Der Wunsch, die genitalen Dimensionen von Frauen so wie ihre Sexualität mit Scham zu besetzen und an Erniedrigung zu binden, kommt aus einem Feindbild, das zumal in Religionen überlebt. Miller weist nach, dass in allen Weltreligionen Frauen als Gefahr für die (patriarchale) Ordnung dargestellt werden. Feldman führt aus: „Was wir Gottes Wort nennen, sind Behauptungen von Männern.“

Die in einem Kloster körperlich und seelisch missbrauchte Ex-Nonne Doris Wagner geht noch weiter. Sie glaubt, dass Kirchen als männliche Herrschaftsinstrumente geschaffen wurden – dass die Legitimation von Macht eine genuine Funktion göttlicher Repräsentanz ist. Wagner wurde von einem Priester in Papstnähe mehrmals vergewaltigt. Der Mann durfte sich sicher sein, unangetastet zu bleiben. Er ist noch immer in Amt und Würden.   

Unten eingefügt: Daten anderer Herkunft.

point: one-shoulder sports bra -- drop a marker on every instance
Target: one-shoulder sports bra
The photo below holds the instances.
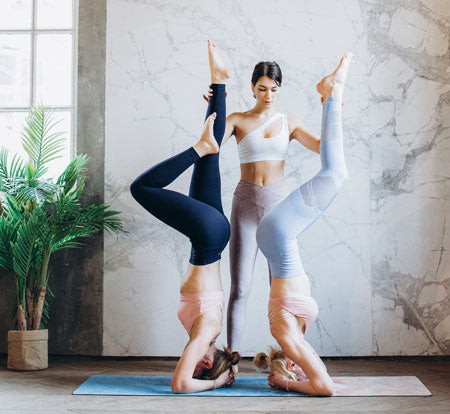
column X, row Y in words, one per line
column 254, row 147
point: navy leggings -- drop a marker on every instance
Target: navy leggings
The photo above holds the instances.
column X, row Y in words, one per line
column 198, row 216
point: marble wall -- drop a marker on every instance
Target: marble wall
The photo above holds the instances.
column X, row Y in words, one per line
column 377, row 259
column 409, row 120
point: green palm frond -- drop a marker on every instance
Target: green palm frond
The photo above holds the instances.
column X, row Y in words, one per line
column 23, row 248
column 8, row 234
column 8, row 175
column 37, row 191
column 72, row 173
column 41, row 145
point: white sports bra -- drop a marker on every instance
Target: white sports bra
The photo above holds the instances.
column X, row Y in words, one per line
column 254, row 147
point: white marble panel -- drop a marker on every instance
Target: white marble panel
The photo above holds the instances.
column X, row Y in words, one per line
column 378, row 258
column 410, row 173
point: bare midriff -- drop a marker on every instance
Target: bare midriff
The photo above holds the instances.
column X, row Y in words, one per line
column 290, row 286
column 262, row 172
column 202, row 279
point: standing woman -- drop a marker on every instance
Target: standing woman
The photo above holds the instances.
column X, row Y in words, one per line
column 262, row 135
column 291, row 308
column 200, row 217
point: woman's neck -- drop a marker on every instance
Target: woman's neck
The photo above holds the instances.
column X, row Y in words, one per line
column 262, row 110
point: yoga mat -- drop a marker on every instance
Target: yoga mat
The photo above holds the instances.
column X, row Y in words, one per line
column 250, row 387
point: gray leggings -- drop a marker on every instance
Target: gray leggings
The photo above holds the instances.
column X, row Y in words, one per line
column 250, row 203
column 278, row 231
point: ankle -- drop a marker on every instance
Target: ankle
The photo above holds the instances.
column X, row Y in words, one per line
column 201, row 148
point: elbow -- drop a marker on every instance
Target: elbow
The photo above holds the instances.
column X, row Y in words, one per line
column 180, row 386
column 324, row 388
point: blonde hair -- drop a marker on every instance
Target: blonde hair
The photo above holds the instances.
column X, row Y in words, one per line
column 223, row 360
column 275, row 361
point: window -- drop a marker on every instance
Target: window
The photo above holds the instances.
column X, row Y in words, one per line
column 37, row 65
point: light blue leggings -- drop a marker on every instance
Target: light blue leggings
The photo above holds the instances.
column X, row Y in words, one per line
column 278, row 231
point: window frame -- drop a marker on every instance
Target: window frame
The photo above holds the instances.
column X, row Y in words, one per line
column 34, row 32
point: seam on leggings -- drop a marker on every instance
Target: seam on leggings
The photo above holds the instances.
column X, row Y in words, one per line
column 312, row 197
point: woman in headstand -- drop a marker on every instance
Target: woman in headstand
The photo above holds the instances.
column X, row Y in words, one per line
column 262, row 135
column 200, row 217
column 297, row 367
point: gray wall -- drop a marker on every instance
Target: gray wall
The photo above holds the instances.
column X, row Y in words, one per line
column 383, row 245
column 76, row 324
column 378, row 257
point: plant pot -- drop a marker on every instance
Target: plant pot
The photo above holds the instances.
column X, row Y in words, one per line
column 28, row 350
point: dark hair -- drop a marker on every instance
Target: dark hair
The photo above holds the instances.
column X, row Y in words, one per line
column 270, row 69
column 223, row 360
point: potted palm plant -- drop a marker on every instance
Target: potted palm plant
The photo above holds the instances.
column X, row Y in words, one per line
column 39, row 216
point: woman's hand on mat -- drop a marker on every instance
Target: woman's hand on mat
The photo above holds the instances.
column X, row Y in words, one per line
column 276, row 380
column 207, row 97
column 225, row 379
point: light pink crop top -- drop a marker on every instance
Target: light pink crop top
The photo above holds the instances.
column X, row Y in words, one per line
column 254, row 147
column 192, row 305
column 285, row 307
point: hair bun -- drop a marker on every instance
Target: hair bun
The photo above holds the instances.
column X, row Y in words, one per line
column 261, row 360
column 235, row 357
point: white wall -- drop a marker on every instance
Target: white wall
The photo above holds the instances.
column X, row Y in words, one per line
column 378, row 255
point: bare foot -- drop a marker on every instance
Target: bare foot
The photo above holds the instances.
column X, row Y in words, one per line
column 219, row 72
column 207, row 143
column 333, row 85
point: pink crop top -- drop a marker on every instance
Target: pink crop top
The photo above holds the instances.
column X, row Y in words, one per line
column 254, row 147
column 286, row 307
column 192, row 305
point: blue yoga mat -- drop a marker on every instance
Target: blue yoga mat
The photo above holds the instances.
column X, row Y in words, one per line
column 156, row 385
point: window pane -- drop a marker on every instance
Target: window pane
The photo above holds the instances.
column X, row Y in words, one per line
column 54, row 14
column 54, row 69
column 56, row 167
column 15, row 70
column 15, row 14
column 11, row 128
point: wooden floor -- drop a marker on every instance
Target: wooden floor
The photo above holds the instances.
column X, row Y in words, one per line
column 50, row 391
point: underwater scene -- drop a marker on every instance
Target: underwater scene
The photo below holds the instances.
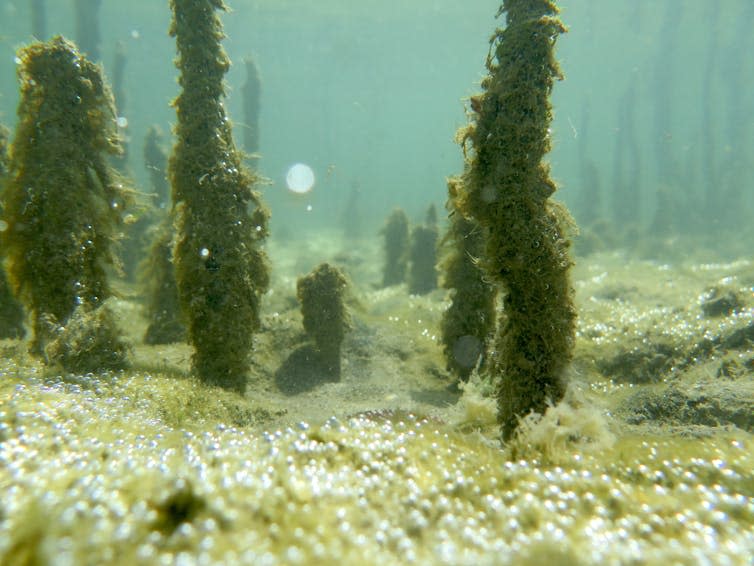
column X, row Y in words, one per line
column 377, row 282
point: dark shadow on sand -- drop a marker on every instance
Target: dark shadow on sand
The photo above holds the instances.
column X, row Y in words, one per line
column 303, row 371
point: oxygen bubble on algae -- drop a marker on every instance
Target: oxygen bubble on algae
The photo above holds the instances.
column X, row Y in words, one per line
column 300, row 178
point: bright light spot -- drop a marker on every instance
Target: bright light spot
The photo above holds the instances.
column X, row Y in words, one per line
column 300, row 178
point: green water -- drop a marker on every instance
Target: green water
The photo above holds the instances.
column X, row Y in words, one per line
column 650, row 459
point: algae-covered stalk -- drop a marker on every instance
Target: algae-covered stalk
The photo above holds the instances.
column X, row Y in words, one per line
column 396, row 235
column 64, row 202
column 468, row 323
column 220, row 270
column 326, row 318
column 11, row 311
column 422, row 275
column 156, row 164
column 506, row 189
column 88, row 34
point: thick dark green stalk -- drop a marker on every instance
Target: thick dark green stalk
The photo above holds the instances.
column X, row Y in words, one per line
column 469, row 322
column 64, row 202
column 11, row 311
column 506, row 189
column 221, row 272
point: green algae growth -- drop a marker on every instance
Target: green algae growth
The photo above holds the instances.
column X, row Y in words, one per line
column 93, row 473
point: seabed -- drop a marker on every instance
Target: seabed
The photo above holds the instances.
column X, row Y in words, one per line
column 649, row 461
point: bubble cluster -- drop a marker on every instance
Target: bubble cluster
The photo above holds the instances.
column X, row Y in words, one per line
column 92, row 471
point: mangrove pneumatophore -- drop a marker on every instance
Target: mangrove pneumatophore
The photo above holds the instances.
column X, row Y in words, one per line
column 220, row 270
column 506, row 189
column 396, row 246
column 11, row 311
column 323, row 307
column 469, row 322
column 422, row 273
column 64, row 204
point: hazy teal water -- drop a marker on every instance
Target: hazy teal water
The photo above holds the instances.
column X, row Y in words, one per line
column 369, row 94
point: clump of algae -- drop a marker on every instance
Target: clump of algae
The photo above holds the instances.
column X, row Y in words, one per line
column 469, row 322
column 396, row 246
column 220, row 270
column 506, row 188
column 63, row 201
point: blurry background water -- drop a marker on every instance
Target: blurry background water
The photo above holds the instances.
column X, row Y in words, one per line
column 656, row 109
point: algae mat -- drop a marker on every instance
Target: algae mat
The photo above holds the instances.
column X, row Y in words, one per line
column 151, row 467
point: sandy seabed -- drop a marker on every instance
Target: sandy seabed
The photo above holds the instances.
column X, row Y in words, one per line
column 650, row 460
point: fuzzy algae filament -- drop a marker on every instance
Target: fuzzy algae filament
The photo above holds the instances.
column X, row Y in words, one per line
column 212, row 192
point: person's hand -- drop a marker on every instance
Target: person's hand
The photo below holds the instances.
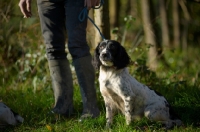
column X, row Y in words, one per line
column 91, row 3
column 25, row 6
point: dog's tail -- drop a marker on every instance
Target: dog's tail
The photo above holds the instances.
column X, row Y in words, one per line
column 174, row 117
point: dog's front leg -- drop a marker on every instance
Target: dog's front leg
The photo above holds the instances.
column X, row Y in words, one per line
column 109, row 114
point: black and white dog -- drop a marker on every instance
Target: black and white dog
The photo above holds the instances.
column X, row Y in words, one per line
column 123, row 92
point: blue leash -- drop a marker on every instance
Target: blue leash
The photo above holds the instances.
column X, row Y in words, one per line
column 84, row 13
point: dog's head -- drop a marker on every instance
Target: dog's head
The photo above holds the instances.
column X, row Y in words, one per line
column 110, row 53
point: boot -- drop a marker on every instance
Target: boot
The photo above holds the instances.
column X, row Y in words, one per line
column 62, row 86
column 86, row 77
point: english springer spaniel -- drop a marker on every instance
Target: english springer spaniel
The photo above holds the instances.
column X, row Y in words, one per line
column 122, row 92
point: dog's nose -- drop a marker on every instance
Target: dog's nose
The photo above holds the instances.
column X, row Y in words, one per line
column 104, row 55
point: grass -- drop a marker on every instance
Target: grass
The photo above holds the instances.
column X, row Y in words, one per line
column 34, row 106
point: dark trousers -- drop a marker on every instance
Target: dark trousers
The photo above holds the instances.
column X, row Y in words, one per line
column 57, row 17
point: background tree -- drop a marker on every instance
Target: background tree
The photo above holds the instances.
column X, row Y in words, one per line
column 149, row 34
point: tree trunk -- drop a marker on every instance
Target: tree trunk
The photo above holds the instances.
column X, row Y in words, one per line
column 185, row 24
column 101, row 18
column 176, row 23
column 164, row 23
column 149, row 35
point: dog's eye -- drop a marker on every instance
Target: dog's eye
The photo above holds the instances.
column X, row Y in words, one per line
column 102, row 46
column 112, row 47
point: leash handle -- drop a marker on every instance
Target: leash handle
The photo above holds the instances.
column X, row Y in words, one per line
column 84, row 13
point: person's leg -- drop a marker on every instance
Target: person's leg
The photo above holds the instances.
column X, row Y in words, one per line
column 52, row 18
column 79, row 50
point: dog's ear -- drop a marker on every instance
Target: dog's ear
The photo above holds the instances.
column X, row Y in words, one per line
column 96, row 61
column 122, row 59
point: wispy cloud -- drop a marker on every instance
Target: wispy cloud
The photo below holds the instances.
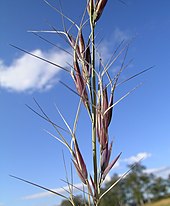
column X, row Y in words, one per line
column 27, row 73
column 61, row 190
column 137, row 157
column 163, row 172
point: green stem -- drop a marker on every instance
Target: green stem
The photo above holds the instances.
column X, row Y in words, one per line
column 94, row 103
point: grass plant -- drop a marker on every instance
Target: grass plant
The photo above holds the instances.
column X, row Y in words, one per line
column 96, row 90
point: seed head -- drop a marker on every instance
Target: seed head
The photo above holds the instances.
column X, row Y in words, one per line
column 100, row 5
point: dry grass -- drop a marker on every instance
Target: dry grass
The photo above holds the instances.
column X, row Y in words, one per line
column 164, row 202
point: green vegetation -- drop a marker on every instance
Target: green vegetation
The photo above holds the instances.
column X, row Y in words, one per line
column 164, row 202
column 136, row 189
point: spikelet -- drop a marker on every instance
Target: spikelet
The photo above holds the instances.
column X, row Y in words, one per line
column 100, row 5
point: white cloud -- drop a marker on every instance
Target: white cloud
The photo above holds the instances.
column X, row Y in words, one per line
column 27, row 73
column 136, row 158
column 58, row 190
column 163, row 172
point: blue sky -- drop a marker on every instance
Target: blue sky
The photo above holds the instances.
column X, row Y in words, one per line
column 140, row 125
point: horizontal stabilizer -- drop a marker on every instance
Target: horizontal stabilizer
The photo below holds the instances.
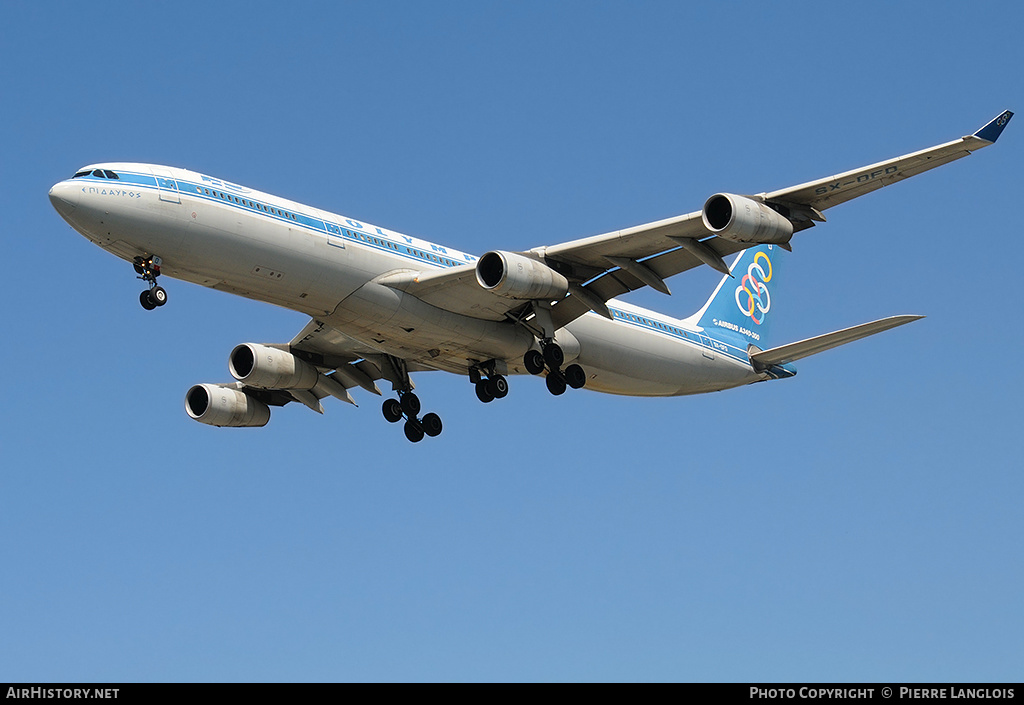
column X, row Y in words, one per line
column 803, row 348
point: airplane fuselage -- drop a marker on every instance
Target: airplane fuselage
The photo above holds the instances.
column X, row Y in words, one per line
column 329, row 266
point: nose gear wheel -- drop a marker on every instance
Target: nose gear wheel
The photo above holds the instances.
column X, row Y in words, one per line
column 147, row 270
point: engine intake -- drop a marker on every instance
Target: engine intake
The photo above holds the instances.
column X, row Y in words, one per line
column 514, row 276
column 222, row 406
column 268, row 368
column 741, row 219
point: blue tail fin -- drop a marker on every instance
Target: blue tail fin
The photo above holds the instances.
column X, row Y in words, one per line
column 742, row 305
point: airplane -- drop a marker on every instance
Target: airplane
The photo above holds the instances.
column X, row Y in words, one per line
column 383, row 305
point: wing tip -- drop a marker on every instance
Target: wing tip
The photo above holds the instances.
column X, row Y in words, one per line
column 993, row 129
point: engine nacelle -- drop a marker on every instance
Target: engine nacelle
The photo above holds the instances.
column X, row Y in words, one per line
column 268, row 368
column 740, row 219
column 514, row 276
column 222, row 406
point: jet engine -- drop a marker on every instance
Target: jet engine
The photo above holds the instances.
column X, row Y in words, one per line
column 222, row 406
column 741, row 219
column 514, row 276
column 268, row 368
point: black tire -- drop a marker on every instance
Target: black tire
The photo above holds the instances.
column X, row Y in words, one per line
column 483, row 391
column 534, row 362
column 392, row 410
column 498, row 386
column 556, row 383
column 553, row 356
column 431, row 424
column 574, row 376
column 414, row 431
column 411, row 404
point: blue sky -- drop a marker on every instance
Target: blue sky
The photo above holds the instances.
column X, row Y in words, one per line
column 860, row 522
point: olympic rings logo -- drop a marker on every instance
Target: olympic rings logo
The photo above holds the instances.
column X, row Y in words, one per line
column 753, row 298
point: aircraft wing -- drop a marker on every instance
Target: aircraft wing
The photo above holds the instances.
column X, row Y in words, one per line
column 820, row 343
column 602, row 266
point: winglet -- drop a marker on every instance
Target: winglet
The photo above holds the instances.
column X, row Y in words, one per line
column 991, row 131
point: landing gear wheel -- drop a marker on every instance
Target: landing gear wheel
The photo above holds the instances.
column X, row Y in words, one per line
column 553, row 356
column 498, row 386
column 556, row 383
column 574, row 376
column 414, row 431
column 411, row 405
column 534, row 362
column 431, row 424
column 392, row 410
column 483, row 391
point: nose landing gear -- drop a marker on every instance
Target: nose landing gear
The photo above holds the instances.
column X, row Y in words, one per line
column 147, row 271
column 487, row 381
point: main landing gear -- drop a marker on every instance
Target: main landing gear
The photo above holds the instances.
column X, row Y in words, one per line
column 147, row 271
column 408, row 407
column 550, row 358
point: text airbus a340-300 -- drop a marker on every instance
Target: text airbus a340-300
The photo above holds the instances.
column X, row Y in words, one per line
column 383, row 305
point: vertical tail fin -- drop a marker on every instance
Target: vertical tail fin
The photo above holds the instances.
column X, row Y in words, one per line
column 743, row 303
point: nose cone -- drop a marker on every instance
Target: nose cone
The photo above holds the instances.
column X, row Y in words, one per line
column 64, row 196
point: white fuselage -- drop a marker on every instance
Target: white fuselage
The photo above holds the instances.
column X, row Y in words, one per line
column 235, row 239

Vithika Yadav fordert die Menschheit auf, offen über Sexualität zu reden und die weibliche Lust so selbstverständlich zu finden wie die männliche. Sie hat eine Sexualaufklärungsplattform gegründet – und informiert da gegen sexuelle Belästigungen von Mädchen und Frauen, die nach wie vor zu den Selbstverständlichkeiten des indischen Alltags gehören.